For disadvantages there is, on the other hand, a want of uniformity in fittings that prevents their interchange from one part of a line shaft to the other—a matter of great importance, as such exchanges are frequently required. A line shaft, when constructed with pieces of varying diameter, is special machinery, adapted to some particular place or duty, and not a standard product that can be regularly manufactured as a staple article by machinists, and thus afforded at a low price. Pulleys, wheels, bearings, and couplings have all to be specially prepared; and in case of a change, or the extension of lines of shafting, cause annoyance, and frequently no little expense, which may all be avoided by having shafts of uniform diameter. The bearings, besides being of varied strength and proportions, are generally in such cases placed at irregular intervals, and the lengths of the different sections of the shaft are sometimes varied to suit their diameter. With line shafts of uniform diameter, everything pertaining to the shaft—such as hangers, couplings, pulleys, and bearings—is interchangeable; the pulleys, wheels, bearings, or hangers can be placed at pleasure, or changed from one part of the shaft to another, or from [47] one part of the works to another, as occasion may require. The first cost of a line of shafting of uniform diameter, strong enough for a particular duty, is generally less than that of a shaft consisting of sections varying in size.
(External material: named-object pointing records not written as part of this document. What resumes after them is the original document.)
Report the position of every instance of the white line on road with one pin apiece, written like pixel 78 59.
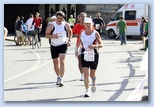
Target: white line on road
pixel 27 71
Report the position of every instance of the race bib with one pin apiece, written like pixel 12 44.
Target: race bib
pixel 60 40
pixel 89 55
pixel 97 26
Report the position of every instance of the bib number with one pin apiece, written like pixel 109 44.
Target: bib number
pixel 89 55
pixel 60 40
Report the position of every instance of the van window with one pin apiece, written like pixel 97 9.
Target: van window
pixel 130 15
pixel 117 16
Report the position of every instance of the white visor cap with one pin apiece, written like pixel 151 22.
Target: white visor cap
pixel 87 20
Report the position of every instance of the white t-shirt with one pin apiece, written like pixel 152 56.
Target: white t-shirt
pixel 60 30
pixel 88 39
pixel 29 24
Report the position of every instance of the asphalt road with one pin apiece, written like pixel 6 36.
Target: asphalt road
pixel 29 73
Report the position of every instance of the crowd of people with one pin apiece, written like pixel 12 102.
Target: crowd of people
pixel 59 31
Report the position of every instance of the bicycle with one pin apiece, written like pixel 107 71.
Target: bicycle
pixel 35 39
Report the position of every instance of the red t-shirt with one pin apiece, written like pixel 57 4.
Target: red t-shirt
pixel 38 22
pixel 77 29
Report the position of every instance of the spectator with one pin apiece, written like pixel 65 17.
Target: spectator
pixel 77 29
pixel 146 35
pixel 18 28
pixel 52 12
pixel 48 19
pixel 121 29
pixel 71 21
pixel 98 22
pixel 30 27
pixel 38 24
pixel 57 35
pixel 5 32
pixel 52 19
pixel 142 25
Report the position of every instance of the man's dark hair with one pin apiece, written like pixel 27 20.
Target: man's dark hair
pixel 60 13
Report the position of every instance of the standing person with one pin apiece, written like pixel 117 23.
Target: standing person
pixel 18 28
pixel 48 18
pixel 65 12
pixel 30 27
pixel 142 25
pixel 90 40
pixel 52 19
pixel 73 12
pixel 146 35
pixel 52 12
pixel 98 22
pixel 77 29
pixel 5 32
pixel 71 21
pixel 121 29
pixel 38 24
pixel 56 32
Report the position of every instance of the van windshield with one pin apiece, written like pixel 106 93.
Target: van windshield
pixel 130 15
pixel 117 16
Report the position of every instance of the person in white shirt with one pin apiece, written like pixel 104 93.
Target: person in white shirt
pixel 57 32
pixel 90 41
pixel 30 27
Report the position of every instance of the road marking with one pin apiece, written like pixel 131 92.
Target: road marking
pixel 27 71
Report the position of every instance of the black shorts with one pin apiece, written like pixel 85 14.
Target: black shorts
pixel 56 50
pixel 88 64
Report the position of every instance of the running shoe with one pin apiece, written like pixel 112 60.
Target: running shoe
pixel 82 77
pixel 61 83
pixel 87 94
pixel 58 81
pixel 93 88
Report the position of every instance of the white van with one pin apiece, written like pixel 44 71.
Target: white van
pixel 132 13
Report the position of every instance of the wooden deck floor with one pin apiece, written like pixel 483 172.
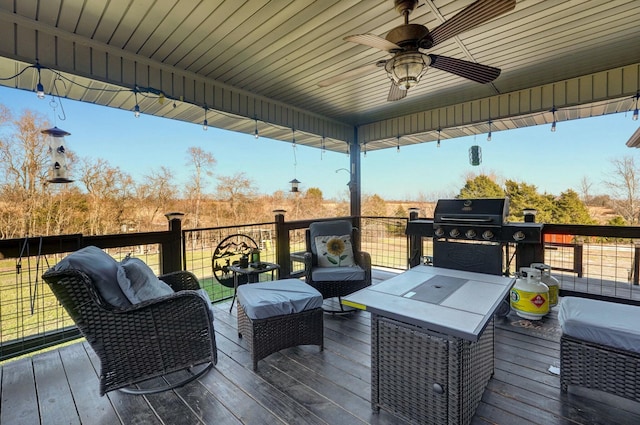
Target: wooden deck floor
pixel 300 385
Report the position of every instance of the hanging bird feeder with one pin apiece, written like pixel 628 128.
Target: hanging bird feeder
pixel 475 155
pixel 59 171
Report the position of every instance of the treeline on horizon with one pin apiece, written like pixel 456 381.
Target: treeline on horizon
pixel 106 200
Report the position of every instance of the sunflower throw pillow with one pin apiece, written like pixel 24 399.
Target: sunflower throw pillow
pixel 334 251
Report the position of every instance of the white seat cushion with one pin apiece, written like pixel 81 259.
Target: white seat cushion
pixel 278 297
pixel 602 322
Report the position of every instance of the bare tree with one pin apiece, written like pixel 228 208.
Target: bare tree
pixel 203 163
pixel 108 191
pixel 238 191
pixel 624 183
pixel 23 166
pixel 156 196
pixel 585 189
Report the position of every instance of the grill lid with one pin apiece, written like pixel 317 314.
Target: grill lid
pixel 486 211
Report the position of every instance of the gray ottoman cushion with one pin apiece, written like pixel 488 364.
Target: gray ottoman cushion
pixel 341 274
pixel 269 299
pixel 601 322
This may at first seem strange, but a computation of the number of supports required, with the expense of special fitting, will in nearly all cases show a saving.

Attention has been called to this case as one wherein the conditions of operation obviously furnish true data to govern the arrangement of machinery, instead of the determinable strains to which the parts are subjected, and as a good example of the importance of studying mechanical conditions from a practical and experimental point of view. If the general diameter of a shaft is based upon the exact amount of power to be transmitted, or if the diameter of a shaft at various parts is based upon the torsional stress that would be sustained at these points, such a shaft would not only fail to meet the conditions of practical use, but would cost more by attempting such an adaptation. The regular working strain to which shafts are subjected is inversely as the speed at which they run. This becomes a strong reason in favour of arranging shafts to run at a maximum speed, provided there was nothing more than first cost to consider; but there are other and more important conditions to be taken into account, principal among which are the required rate of movement where power is taken off to machines, and the endurance of bearings.

In the case of line shafting for manufactories, if the speed varies so much from that of the first movers on machines as to require one or more intermediate or countershafts, the expense would be very great; on the contrary, if countershafts can be avoided, there is a great saving of belts, bearings, machinery, and obstruction. The practical limit of speed for line shafts is in a great measure dependent upon the nature of the bearings, a subject that will be treated of in another place.

(1.) What kind of strains are shafts subjected to?—(2.) What determines the strength of shafts in resisting transverse strain?—(3.) Why are shafts often more convenient than belts for transmitting power?—(4.) What is the difference between the strains to which shafts and belts are subjected?—(5.) What is gained by constructing a line shaft of sections diminishing in size from the first mover?—(6.) What is gained by constructing line shafts of uniform diameter?